If you talk to the tea party protesters, they would be happy doing away with the deficit, even if it means giving up their own Bush tax cuts…just kidding. They are probably completely oblivious to the fact that cutting the deficit would come out of their own pocket.
AP: With the most sweeping tax cuts in a generation due to expire in January, the Democrats are divided over whether the government can afford to make any of them permanent — especially with voters increasingly upset over the fast-rising
federal budget deficit.
Democratic leaders want to let the cuts for the wealthiest Americans expire. The Democrats want to extend them for everyone else, but perhaps only temporarily, out of concern for the rising red ink … Passing only a temporary extension would open majority Democrats to claims they are planning middle class tax hikes in the future
Obama's plan would cost $2.5 trillion over the next decade (which includes) the cost of an annual fix that spares the middle class from being hit with the Alternative Minimum — a hit of about $3,700 a year. It would cost $2.9 trillion over the next decade to extend all the tax cuts, including AMT relief, according to estimates from the Tax Policy Center, a Washington think tank.It's a big difference, but still adds $2.5 trillion dollars over ten years. I wonder if conservatives would go along with keeping their tax cut knowing it's going to jack up the deficit? The other BIG rub? Check out this report from MSNBC:
Some rank-and-file Democrats are arguing to extend all the tax cuts, including those for high earners, for a year or two, until the economy recovers.Adding credibility to David Frum's warning to conservatives, the GOP has a huge problem.
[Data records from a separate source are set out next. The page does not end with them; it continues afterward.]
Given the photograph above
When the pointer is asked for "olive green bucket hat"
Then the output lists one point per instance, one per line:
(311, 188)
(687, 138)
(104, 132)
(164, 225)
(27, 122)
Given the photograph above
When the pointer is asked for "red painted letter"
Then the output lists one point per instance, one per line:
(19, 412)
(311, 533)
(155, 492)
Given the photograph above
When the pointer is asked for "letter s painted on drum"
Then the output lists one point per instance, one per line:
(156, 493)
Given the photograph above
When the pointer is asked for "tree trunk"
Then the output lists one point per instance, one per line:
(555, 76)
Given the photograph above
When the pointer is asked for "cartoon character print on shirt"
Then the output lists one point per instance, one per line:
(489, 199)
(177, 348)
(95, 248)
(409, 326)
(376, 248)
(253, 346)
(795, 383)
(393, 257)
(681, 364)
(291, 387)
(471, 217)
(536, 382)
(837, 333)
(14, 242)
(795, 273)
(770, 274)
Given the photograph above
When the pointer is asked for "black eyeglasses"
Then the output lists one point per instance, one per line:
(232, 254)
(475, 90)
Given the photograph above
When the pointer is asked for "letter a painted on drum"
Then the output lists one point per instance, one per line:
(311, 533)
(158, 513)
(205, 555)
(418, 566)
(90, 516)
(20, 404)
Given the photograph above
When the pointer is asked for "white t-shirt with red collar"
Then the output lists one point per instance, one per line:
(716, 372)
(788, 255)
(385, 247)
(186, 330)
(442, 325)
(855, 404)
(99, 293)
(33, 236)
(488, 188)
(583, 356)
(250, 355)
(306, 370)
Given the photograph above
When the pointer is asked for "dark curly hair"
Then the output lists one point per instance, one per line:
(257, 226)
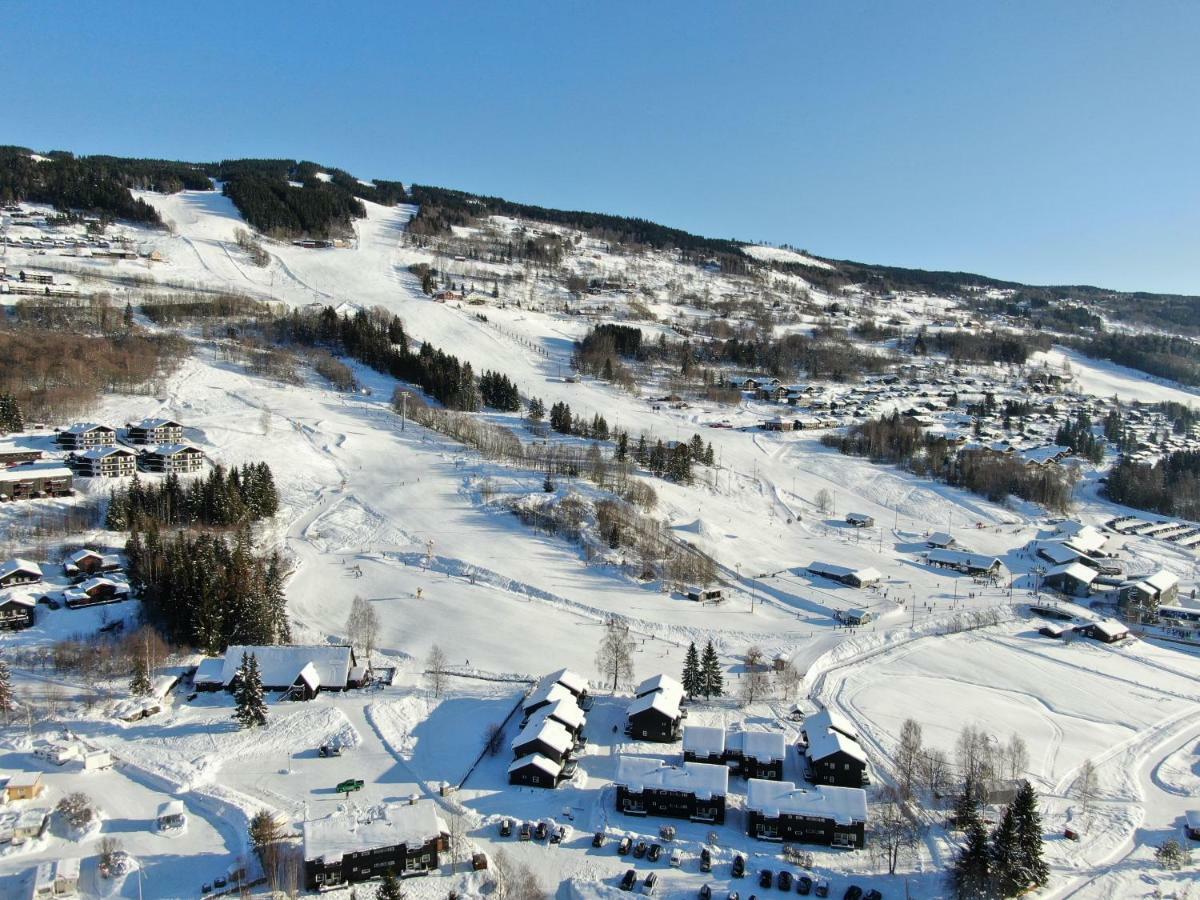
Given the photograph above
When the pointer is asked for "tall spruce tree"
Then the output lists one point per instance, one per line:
(1032, 865)
(250, 707)
(713, 682)
(971, 875)
(693, 682)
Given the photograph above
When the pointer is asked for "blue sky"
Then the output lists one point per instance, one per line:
(1044, 142)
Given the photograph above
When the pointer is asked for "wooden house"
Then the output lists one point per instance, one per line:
(19, 571)
(702, 743)
(24, 786)
(694, 791)
(103, 462)
(756, 754)
(402, 839)
(83, 436)
(1072, 579)
(36, 480)
(171, 459)
(852, 577)
(535, 771)
(17, 612)
(780, 811)
(155, 431)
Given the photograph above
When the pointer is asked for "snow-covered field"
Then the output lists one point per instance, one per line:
(399, 517)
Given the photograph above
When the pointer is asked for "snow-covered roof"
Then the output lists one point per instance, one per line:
(1087, 538)
(562, 711)
(280, 666)
(844, 805)
(702, 779)
(658, 683)
(1159, 581)
(829, 718)
(172, 449)
(1074, 570)
(958, 557)
(546, 765)
(84, 427)
(12, 567)
(569, 679)
(666, 702)
(396, 823)
(550, 733)
(1109, 628)
(761, 745)
(547, 693)
(829, 742)
(703, 741)
(103, 453)
(151, 424)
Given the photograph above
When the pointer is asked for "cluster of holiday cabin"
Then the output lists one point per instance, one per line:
(551, 731)
(36, 480)
(294, 671)
(748, 754)
(694, 791)
(851, 577)
(54, 879)
(397, 838)
(781, 811)
(832, 749)
(961, 561)
(657, 712)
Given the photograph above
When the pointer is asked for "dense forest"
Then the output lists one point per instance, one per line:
(1170, 487)
(221, 499)
(208, 592)
(892, 439)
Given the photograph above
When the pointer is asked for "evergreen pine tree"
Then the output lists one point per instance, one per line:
(693, 683)
(1006, 850)
(971, 875)
(1032, 867)
(6, 700)
(139, 687)
(713, 682)
(251, 708)
(390, 888)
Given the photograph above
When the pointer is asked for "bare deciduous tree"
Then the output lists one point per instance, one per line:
(615, 657)
(436, 670)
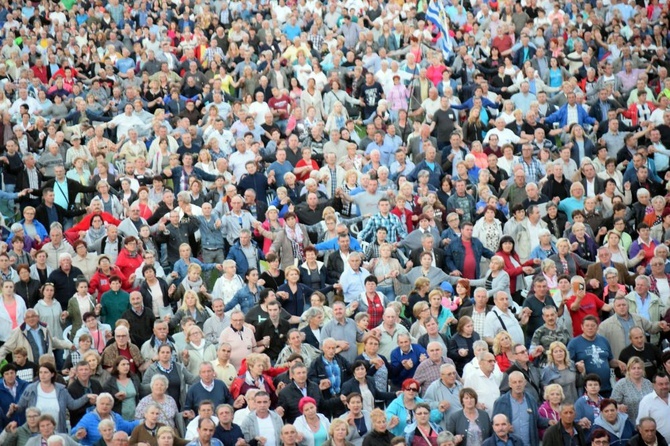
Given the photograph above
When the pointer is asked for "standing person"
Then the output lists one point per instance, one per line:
(594, 352)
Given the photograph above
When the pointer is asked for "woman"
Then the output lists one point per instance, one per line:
(87, 428)
(79, 305)
(503, 351)
(125, 388)
(86, 261)
(378, 365)
(50, 311)
(169, 410)
(550, 410)
(339, 432)
(273, 277)
(400, 412)
(385, 268)
(560, 370)
(358, 419)
(380, 435)
(313, 425)
(546, 248)
(290, 243)
(583, 245)
(52, 398)
(365, 386)
(461, 345)
(496, 278)
(150, 431)
(198, 350)
(175, 372)
(190, 307)
(488, 229)
(567, 262)
(470, 425)
(27, 287)
(255, 377)
(513, 266)
(628, 392)
(293, 295)
(422, 430)
(618, 425)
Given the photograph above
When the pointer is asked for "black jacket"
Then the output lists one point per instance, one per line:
(289, 397)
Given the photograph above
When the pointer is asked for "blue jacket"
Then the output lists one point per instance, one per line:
(240, 259)
(454, 255)
(245, 298)
(397, 409)
(503, 405)
(398, 372)
(6, 399)
(561, 116)
(90, 423)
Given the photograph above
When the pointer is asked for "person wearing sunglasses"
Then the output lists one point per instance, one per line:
(402, 410)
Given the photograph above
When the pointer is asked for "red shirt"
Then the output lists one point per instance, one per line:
(590, 305)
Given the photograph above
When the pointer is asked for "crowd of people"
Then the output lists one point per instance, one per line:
(340, 223)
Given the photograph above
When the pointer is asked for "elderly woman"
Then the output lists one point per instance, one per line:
(399, 411)
(52, 398)
(313, 425)
(175, 372)
(198, 350)
(561, 370)
(495, 279)
(86, 431)
(470, 423)
(169, 410)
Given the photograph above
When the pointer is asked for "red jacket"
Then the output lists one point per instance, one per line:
(513, 271)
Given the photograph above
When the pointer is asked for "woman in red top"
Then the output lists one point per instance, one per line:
(514, 267)
(305, 166)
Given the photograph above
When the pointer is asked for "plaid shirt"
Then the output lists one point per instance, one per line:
(394, 227)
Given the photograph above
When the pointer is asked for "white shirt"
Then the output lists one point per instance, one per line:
(653, 406)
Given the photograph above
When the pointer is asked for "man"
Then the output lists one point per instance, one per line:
(344, 330)
(160, 337)
(639, 347)
(262, 423)
(464, 254)
(485, 382)
(139, 317)
(35, 337)
(502, 318)
(273, 330)
(428, 371)
(330, 370)
(11, 389)
(300, 386)
(566, 431)
(593, 352)
(595, 274)
(82, 384)
(122, 347)
(209, 388)
(530, 372)
(648, 435)
(536, 302)
(206, 434)
(656, 405)
(548, 333)
(443, 393)
(618, 328)
(216, 323)
(502, 433)
(395, 229)
(520, 407)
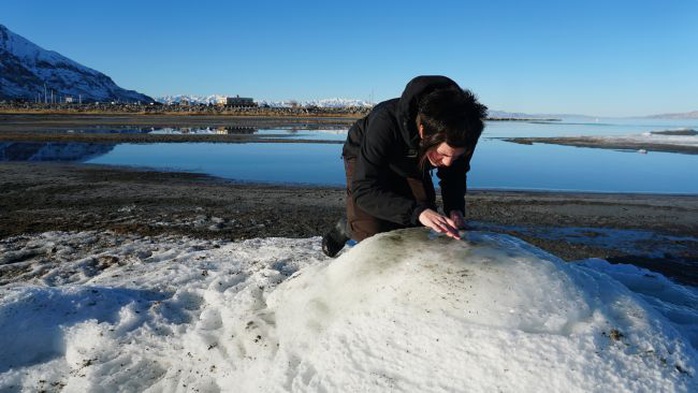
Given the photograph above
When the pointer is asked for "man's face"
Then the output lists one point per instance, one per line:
(444, 155)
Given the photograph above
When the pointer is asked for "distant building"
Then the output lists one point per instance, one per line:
(239, 101)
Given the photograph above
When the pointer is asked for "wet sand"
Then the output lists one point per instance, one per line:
(39, 197)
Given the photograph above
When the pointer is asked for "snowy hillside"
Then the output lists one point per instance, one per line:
(30, 72)
(401, 312)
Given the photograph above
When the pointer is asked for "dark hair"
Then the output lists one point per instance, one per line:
(450, 115)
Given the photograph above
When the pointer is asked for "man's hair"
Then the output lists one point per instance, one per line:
(450, 115)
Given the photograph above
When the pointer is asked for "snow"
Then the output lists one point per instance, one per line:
(405, 311)
(652, 138)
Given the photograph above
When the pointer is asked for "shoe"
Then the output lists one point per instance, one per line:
(335, 239)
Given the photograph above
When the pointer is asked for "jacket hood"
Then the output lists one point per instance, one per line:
(409, 101)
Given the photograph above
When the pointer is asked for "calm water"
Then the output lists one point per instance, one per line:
(496, 165)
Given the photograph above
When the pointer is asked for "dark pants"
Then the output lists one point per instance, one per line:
(362, 224)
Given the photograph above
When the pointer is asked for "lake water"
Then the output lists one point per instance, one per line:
(497, 164)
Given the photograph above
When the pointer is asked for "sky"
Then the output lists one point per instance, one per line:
(403, 311)
(599, 58)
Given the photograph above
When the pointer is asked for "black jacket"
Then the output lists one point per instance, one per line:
(385, 145)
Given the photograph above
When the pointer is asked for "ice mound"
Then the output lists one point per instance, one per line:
(409, 312)
(404, 311)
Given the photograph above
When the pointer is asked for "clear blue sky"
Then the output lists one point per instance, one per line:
(595, 57)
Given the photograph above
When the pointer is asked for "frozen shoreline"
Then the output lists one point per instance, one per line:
(646, 142)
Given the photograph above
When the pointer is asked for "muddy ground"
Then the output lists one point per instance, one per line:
(659, 232)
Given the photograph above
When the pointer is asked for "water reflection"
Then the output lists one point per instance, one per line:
(53, 151)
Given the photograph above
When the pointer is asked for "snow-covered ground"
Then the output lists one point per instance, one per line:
(651, 138)
(404, 311)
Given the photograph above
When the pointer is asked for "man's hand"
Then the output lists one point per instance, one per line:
(440, 224)
(457, 218)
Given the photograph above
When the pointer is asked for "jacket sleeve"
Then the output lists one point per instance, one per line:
(453, 184)
(371, 177)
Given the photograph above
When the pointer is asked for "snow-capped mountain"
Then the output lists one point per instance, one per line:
(30, 72)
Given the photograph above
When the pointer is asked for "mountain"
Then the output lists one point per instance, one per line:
(685, 115)
(32, 73)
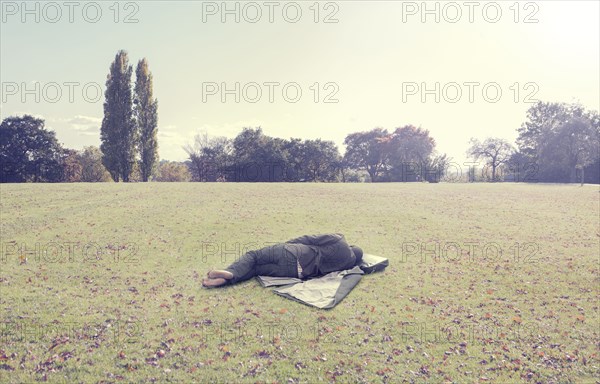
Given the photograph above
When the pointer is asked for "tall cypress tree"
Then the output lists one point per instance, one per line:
(146, 115)
(118, 133)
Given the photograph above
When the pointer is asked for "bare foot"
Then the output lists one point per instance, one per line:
(220, 273)
(211, 283)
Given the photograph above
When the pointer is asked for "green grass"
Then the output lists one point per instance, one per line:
(137, 313)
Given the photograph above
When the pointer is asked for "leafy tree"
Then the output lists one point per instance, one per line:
(258, 157)
(408, 148)
(495, 151)
(321, 159)
(171, 171)
(72, 167)
(146, 116)
(365, 150)
(118, 133)
(209, 158)
(29, 152)
(561, 139)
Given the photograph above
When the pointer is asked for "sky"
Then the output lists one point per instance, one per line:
(303, 69)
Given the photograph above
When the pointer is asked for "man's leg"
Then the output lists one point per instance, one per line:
(269, 261)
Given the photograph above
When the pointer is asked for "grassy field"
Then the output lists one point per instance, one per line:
(486, 283)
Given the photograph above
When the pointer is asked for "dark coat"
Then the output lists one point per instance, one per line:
(321, 254)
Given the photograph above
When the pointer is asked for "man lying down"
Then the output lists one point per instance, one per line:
(303, 257)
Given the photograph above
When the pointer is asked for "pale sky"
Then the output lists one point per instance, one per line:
(376, 61)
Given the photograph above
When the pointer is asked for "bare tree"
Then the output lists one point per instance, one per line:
(494, 150)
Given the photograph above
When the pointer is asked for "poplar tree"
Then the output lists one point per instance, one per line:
(146, 116)
(118, 131)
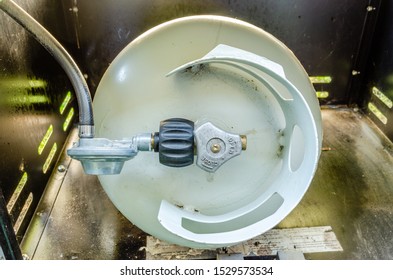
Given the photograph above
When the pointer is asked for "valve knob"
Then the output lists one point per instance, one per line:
(175, 142)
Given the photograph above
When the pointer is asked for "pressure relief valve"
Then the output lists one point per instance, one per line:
(177, 142)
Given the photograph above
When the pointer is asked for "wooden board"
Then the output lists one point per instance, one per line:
(305, 240)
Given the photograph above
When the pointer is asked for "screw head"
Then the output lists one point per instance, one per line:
(215, 148)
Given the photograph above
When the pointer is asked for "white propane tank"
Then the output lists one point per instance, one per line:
(243, 80)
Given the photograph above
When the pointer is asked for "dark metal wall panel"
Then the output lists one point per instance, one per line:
(323, 34)
(32, 89)
(378, 89)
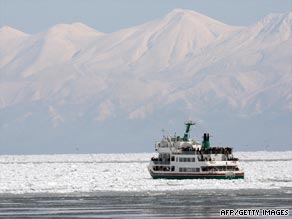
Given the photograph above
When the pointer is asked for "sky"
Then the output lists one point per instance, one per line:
(33, 16)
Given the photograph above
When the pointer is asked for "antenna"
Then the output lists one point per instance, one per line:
(188, 128)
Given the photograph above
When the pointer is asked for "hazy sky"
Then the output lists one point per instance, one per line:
(33, 16)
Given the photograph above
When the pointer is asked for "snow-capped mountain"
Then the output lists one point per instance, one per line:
(71, 86)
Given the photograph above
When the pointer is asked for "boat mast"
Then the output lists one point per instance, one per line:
(188, 128)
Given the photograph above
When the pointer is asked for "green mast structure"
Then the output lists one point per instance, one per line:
(188, 128)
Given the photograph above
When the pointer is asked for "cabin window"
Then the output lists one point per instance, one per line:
(187, 159)
(189, 170)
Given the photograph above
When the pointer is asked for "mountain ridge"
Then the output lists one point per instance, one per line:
(183, 65)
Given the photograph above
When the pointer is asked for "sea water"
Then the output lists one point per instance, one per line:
(119, 186)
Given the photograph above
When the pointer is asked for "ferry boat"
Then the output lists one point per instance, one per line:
(185, 158)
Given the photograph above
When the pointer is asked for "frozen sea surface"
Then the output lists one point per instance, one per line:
(60, 174)
(119, 186)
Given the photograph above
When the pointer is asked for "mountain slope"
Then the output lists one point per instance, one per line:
(72, 85)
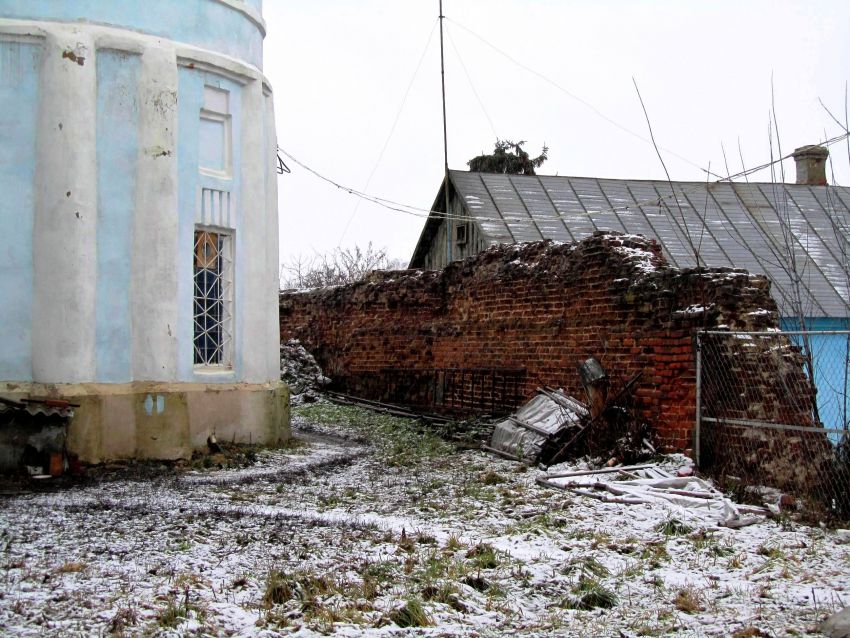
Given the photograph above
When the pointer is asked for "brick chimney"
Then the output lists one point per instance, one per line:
(811, 165)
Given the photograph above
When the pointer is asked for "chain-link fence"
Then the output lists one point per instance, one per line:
(773, 411)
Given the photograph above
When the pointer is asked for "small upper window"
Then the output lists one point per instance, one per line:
(214, 153)
(460, 234)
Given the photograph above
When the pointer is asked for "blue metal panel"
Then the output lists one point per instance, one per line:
(831, 358)
(117, 150)
(19, 79)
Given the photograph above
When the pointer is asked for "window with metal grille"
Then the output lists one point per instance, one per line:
(213, 303)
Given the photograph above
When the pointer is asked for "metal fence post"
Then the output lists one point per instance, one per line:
(697, 422)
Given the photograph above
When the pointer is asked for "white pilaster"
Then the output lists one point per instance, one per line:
(155, 245)
(272, 305)
(65, 216)
(253, 232)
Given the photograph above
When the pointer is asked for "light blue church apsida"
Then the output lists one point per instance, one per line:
(138, 222)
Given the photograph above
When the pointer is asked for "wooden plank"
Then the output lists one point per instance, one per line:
(606, 470)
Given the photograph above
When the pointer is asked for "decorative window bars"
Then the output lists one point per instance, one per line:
(213, 298)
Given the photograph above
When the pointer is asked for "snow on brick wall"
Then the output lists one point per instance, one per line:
(541, 307)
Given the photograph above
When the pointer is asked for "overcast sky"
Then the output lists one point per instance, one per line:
(557, 72)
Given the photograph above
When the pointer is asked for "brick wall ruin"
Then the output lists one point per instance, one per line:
(534, 312)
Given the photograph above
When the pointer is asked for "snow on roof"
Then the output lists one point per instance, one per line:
(731, 225)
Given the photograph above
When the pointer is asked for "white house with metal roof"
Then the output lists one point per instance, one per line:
(798, 235)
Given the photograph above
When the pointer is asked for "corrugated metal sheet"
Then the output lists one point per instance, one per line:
(762, 228)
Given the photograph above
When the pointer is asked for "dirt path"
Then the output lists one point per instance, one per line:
(372, 528)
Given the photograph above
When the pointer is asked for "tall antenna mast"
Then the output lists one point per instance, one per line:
(445, 146)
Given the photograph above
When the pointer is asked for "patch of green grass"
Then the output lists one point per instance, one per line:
(673, 527)
(453, 543)
(305, 586)
(411, 614)
(587, 566)
(654, 554)
(483, 556)
(399, 441)
(689, 600)
(445, 593)
(492, 478)
(589, 594)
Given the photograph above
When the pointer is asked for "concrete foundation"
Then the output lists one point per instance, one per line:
(150, 420)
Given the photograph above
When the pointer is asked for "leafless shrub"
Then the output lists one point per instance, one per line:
(338, 267)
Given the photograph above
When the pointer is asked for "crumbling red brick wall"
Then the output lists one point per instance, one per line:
(543, 307)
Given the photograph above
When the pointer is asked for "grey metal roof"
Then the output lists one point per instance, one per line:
(731, 224)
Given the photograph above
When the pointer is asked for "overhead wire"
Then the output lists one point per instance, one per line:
(392, 129)
(416, 211)
(424, 212)
(575, 97)
(472, 84)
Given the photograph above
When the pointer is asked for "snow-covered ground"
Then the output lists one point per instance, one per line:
(369, 526)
I see an obvious strategy developing, don't you?
Republican leaders have opposed much smaller spending bills that would add to the national debt — most recently a $34 billion extension of unemployment benefits …But they endorse more federal BORROWING to make all the tax cuts permanent.
Some Democrats like the idea of forcing Republicans to vote on a bill that would extend tax cuts for middle- and low-income families while leaving the tax rates to increase for high earners. GOP lawmakers say they will try to amend the bills to extend all the tax cuts.
But if they are unsuccessful, would Republicans vote against tax cuts for the middle class? "It's kind of a conundrum," Grassley said. "I'm not sure I can answer your question." Rep. Dave Camp said it would be difficult to block a bill extending middle class tax cuts, even if it doesn't stop tax rates from increasing for high earners. "I'll probably vote for it myself," Camp said.